Automating purely network-based backup between physically separate disk drive boxes?

Is there a computer product that would automate the backup of files on one network drive, to another separate network drive, without having to run on one of the existing network computers?

The closest thing I know of is that many network drive boxes will let you put two disk drives into the box, and will automate backups from one of those to the other. That isn’t good enough, because anything physical that ruins that box (fire or disobedient washing machine) will kill all the files and all the backups. I want to do this for drives located in separate buildings.

There are also programs that I think will do this except that you have to keep one of the user machines running such a program all the time.

I guess this could take the form of a network box that runs a backup program, or the form of a network disk drive whose built-in backup program lets you select drives outside of itself.

Thanks!

Why the stipulation? Any computer with a task scheduler should be able to do this. Surely you have a computer running 24/7 somewhere on site? And these network drives do have an onboard computer acting as a file server anyway.

In theory, it’s possible to set up a software RAID on a set of drives distributed over a network - this would give you real-time (or nearly so) redundancy.

But really, what you’re describing is synchronised volumes/folders on a pair of file servers, rather than just network-attached disks.

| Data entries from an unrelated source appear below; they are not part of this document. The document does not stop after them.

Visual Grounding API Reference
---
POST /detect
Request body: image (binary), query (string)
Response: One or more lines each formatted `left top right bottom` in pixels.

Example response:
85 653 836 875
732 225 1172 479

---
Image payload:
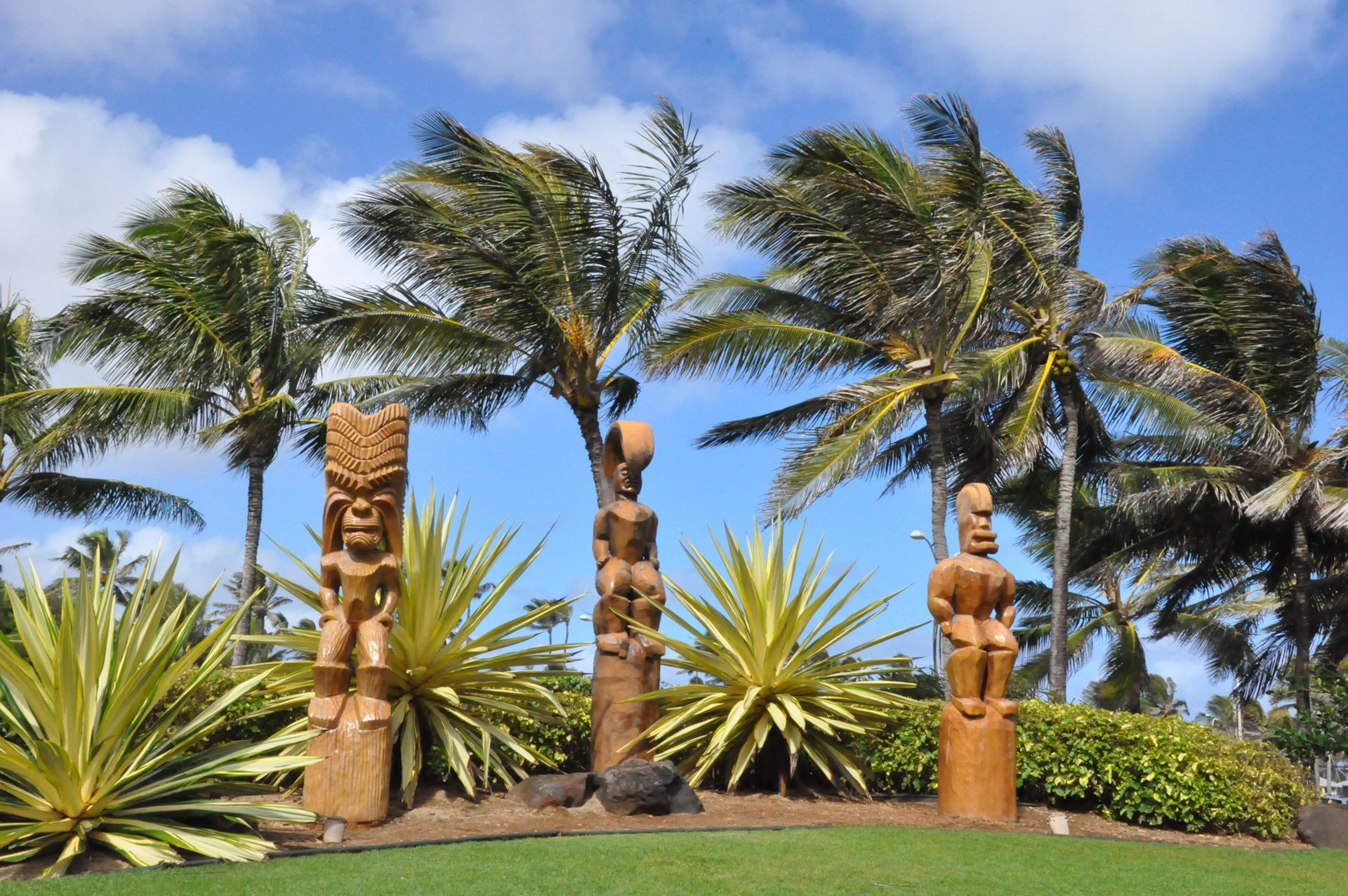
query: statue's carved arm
998 572 1015 628
318 563 341 628
646 513 661 569
595 510 614 566
927 563 954 636
375 569 402 628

This sort of operation is bread and butter for file servers.

If you have the ability to run software on the NAS device (e.g. it’s a Linux box), then you can run rsync between them, on a scheduler.

I have done this at a small office where I provide some IT support.
I created a NAS using FreeNAS, a turnkey open source product based on FreeBSD that allows you to create a NAS in minutes from a spare PC.

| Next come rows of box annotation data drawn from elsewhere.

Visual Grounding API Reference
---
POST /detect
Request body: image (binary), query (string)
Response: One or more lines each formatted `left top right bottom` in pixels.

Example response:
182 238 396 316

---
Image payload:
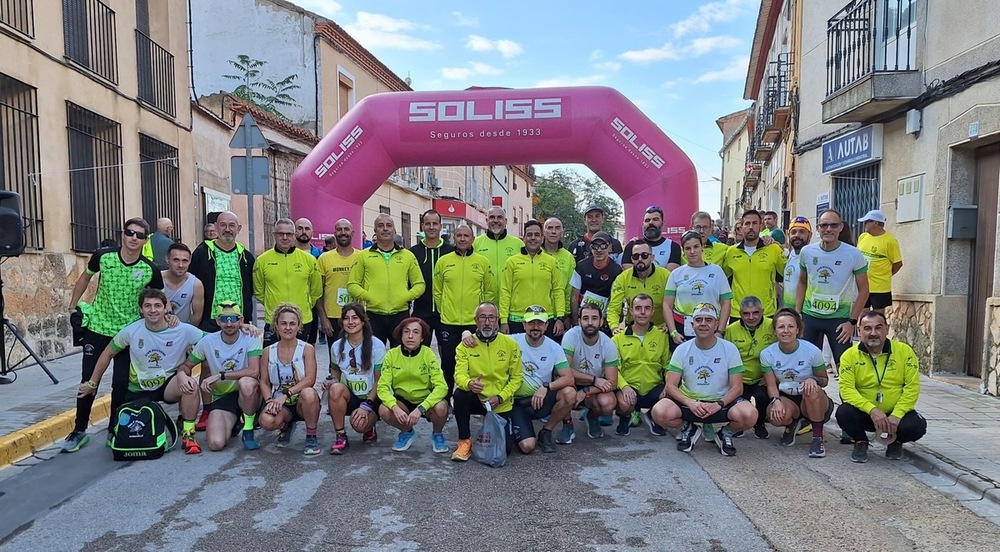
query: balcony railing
135 29 177 117
826 0 917 96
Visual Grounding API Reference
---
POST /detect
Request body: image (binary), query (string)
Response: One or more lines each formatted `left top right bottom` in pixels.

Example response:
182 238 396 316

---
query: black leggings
837 403 927 443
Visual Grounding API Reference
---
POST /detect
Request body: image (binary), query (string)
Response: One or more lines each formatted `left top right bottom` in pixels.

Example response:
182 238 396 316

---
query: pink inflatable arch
291 86 698 240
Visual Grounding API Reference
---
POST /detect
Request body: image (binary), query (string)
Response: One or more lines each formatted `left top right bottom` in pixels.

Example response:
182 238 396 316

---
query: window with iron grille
66 102 125 252
0 72 45 249
0 0 35 37
63 0 118 84
139 134 183 242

This is a very nice tool, providing a quality web interface that is comparable to any commercial NAS product.

With a minimal amount of fuss, I was able to set up rsync to automatically do hourly backups to rsync.net, with the fancy twist that the backups are incremental and the history is maintained (like Time Machine on a Mac).

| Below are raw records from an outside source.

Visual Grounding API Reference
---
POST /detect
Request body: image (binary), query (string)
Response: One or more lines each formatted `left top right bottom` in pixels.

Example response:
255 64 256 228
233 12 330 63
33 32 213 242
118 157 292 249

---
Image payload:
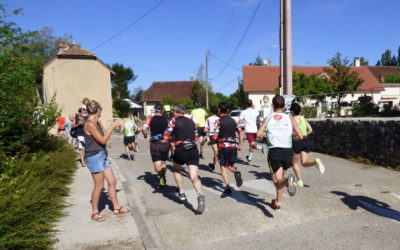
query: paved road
109 136 400 249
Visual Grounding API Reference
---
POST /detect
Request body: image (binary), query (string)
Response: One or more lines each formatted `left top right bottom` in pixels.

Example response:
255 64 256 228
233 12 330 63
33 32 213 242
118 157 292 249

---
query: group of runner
142 96 325 213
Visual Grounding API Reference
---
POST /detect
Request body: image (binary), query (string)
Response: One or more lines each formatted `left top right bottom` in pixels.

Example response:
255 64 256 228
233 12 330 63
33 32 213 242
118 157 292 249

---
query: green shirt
191 108 207 127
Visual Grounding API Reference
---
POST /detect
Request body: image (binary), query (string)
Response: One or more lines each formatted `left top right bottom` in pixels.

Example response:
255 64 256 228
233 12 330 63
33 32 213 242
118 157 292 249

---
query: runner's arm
257 118 267 139
290 116 303 140
307 122 313 136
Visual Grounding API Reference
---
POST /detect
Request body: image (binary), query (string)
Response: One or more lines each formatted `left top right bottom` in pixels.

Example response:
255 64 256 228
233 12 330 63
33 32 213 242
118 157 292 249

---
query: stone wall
309 118 400 169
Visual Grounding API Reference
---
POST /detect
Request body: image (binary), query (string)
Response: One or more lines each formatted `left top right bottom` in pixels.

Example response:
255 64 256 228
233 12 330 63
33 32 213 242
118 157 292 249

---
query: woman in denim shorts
84 100 129 222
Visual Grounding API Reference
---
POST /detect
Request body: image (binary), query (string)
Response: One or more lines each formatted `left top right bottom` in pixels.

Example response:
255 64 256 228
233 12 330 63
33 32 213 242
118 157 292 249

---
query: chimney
57 42 69 54
354 57 361 67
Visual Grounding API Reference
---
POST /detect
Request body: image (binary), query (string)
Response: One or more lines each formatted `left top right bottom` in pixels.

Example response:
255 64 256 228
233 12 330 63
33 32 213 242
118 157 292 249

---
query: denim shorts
85 151 111 173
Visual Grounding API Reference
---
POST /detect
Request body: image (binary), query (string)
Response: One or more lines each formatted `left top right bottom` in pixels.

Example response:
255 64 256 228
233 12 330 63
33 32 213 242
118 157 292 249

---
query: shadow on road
137 172 197 214
201 177 274 217
97 189 121 212
331 191 400 221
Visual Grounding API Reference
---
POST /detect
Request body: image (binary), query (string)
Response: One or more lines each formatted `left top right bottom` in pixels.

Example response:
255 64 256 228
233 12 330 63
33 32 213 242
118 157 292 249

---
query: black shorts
268 148 293 173
150 142 169 162
218 148 237 166
208 136 218 145
292 138 312 154
197 127 207 137
173 145 199 166
124 135 135 146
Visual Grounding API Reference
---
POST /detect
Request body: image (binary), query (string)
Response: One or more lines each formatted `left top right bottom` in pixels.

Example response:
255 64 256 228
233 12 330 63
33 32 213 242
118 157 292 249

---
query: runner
164 104 205 213
142 104 169 187
71 108 88 167
257 95 303 211
84 100 130 222
191 101 207 159
121 113 137 161
204 107 219 171
56 116 65 135
213 102 243 194
239 99 265 162
290 103 325 187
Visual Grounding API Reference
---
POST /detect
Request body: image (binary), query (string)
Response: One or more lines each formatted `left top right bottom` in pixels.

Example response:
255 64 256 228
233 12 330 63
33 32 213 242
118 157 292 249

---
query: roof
143 81 193 101
368 66 400 80
243 66 383 92
43 42 115 75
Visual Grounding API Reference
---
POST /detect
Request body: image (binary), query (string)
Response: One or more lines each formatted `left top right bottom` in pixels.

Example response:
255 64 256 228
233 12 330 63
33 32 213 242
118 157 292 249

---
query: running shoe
224 186 232 194
271 199 281 211
208 163 215 171
175 190 186 201
197 194 206 214
261 146 268 157
235 171 243 187
246 155 251 163
158 176 167 187
315 158 325 174
294 180 304 187
286 174 296 196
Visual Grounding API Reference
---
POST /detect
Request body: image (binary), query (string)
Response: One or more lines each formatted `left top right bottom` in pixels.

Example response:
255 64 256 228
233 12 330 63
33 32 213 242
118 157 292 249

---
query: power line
213 0 262 79
92 0 165 51
210 52 242 72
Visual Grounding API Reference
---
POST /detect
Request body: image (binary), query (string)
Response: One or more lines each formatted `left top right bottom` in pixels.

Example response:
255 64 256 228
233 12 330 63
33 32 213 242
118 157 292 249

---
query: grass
0 139 77 249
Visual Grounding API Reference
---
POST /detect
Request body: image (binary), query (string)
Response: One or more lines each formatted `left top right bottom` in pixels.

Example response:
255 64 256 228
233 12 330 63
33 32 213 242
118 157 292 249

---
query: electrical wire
92 0 165 51
212 0 262 79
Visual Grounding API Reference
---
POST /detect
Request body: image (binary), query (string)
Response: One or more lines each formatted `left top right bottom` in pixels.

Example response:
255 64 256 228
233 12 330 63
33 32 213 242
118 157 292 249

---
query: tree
324 52 364 114
293 72 334 103
0 4 59 155
111 63 138 99
249 56 264 66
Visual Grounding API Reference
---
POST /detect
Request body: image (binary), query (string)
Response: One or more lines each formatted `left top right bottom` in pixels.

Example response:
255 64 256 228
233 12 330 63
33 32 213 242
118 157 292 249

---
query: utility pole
206 50 208 109
279 0 293 95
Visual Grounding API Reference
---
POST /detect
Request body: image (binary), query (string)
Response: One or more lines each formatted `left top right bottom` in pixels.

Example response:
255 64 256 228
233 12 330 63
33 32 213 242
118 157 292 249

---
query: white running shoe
315 158 325 174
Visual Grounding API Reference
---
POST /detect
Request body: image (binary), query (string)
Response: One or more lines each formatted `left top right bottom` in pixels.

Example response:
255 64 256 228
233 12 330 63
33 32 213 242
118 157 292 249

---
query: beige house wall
43 58 112 130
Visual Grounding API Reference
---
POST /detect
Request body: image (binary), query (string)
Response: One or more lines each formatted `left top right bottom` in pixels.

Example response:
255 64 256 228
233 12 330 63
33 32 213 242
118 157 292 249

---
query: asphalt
54 136 400 249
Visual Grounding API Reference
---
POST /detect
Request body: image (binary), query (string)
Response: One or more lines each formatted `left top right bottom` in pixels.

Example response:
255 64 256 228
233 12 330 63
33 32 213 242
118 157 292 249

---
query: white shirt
205 116 219 135
265 113 293 148
239 108 260 133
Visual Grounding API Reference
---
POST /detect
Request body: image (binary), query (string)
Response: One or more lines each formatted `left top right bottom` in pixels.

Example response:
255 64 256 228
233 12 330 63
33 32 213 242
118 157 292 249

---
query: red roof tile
243 66 383 92
143 81 193 101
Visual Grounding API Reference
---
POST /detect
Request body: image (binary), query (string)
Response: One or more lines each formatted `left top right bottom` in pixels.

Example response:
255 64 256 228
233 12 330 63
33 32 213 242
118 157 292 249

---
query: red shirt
56 116 65 129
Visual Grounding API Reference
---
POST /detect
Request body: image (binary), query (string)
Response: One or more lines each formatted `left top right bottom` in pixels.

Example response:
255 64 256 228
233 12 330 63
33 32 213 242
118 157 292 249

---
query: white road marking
390 193 400 199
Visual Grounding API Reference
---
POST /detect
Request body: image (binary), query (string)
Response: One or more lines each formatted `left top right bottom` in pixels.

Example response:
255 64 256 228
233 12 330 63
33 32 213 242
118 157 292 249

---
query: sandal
92 213 106 222
114 206 131 215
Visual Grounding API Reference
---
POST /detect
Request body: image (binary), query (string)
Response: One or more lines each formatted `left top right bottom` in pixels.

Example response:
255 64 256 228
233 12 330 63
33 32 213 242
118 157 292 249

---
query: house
243 66 400 115
142 81 193 116
42 43 114 126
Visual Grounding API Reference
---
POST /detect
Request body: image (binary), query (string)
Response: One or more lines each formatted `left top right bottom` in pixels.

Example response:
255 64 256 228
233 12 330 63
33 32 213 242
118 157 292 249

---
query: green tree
249 56 264 66
0 4 59 155
324 52 364 115
111 63 138 99
293 72 334 104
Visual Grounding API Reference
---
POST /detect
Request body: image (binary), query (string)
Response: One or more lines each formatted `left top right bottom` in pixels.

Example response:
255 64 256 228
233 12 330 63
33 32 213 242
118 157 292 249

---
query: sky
0 0 400 95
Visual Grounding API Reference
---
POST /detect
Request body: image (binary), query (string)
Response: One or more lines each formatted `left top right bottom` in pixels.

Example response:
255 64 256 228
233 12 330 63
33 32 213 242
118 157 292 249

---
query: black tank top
84 121 107 157
149 115 169 136
174 116 195 141
218 115 237 139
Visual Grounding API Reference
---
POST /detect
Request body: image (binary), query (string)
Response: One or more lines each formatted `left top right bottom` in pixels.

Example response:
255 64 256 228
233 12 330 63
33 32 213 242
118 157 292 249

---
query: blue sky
3 0 400 94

Another roll-your-own NAS solution is to use Ubuntu.
Here’s my easy-peasy cookbook for creating a basic NAS with Ubuntu:

Creating a Basic NAS with Ubuntu Linux

And if you wish to keep using a commercial NAS, most of those run Linux too, so there are often ways to run your own custom scripts and cron jobs on them.

I have a Netgear DNS-323 at home, and it provides hooks to allow you to ssh into it and to set up such things as cron jobs and rsync.

If you’re doing standard windows desktops, M$ has a tool called Robocopy. We use this a lot at work for this type of work, though we generally run it manually, rather than schedule it to be run… but we have a slightly different purpose.

It’s a very powerful tool, so read the instructions carefully.

Thanks. Maybe I’ll try to do it with one of the PCs, then.